The goal of this report is to answer the question: How many bugs are we creating and fixing? This can inform decisions about investments in better quality practices and test automation.
This report starts by showing change failure rate (CFR), one of the four key DORA metrics. Change failure rate tracks the number of high-severity bugs created per change. This report uses merges to a main/master branch for the change count, but can also be configured to use deployments.
Beyond change failure rate, it is important to know how frequently bugs are created of all severity levels, bug backlog trends, and the total amount of time that people have to spend fixing bugs. This provides a holistic view of quality.
The next metric shown in this report is new bugs per dev day (NBD). One problem with change failure rate is it depends on the size of each deployment, so can be heavily influenced by CI/CD practices without any changes to quality. New bugs per dev day gives you a more accurate picture of how many new bugs are created per day of active development.

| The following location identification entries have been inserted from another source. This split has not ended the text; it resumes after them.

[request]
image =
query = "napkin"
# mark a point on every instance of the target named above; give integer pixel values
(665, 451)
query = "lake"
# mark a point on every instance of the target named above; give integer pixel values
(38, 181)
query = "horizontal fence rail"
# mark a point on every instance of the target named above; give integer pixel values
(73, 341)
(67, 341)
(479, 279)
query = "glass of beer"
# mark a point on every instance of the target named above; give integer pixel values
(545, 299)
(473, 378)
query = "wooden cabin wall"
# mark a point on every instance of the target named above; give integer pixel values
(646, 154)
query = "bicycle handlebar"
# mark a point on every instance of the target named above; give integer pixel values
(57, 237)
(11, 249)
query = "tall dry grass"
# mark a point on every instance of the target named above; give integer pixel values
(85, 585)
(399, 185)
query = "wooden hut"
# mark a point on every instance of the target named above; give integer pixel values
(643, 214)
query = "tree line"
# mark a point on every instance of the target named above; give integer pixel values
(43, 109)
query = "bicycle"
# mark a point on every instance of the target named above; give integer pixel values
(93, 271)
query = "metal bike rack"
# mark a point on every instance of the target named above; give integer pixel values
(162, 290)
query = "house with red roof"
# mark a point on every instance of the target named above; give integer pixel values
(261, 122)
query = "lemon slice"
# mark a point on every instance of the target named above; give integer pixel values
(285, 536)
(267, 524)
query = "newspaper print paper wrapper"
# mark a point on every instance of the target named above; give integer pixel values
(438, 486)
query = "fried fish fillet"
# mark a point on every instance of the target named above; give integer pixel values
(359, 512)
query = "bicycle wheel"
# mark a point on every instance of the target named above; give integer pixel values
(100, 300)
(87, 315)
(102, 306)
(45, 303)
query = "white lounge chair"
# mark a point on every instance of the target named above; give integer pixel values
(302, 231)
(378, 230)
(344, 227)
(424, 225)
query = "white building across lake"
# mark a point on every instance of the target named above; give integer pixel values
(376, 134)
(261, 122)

The report then shows net bug creation minus resolution (NBCR) to give you a sense of whether teams are accumulating bugs or burning down the bug backlog on net.
This report includes two scorecard metrics related to bug management: bug fix vs. find rate (BFFR), which shows how many bugs are fixed within 30 days of discovery, and non-bug load (NBL), which shows whether the team is able to spend an adequate amount of time on new functionality or whether they are overloaded with bug fixes.
The next metric shows the average bug backlog size (ABBS) history grouped by priority, team, and person so that you can pinpoint the root cause of undesirable trends in bug backlog growth.
Finally, the report shows a non-bug load (NBL) history chart to visualize changes in the team’s available time to do new feature work over time.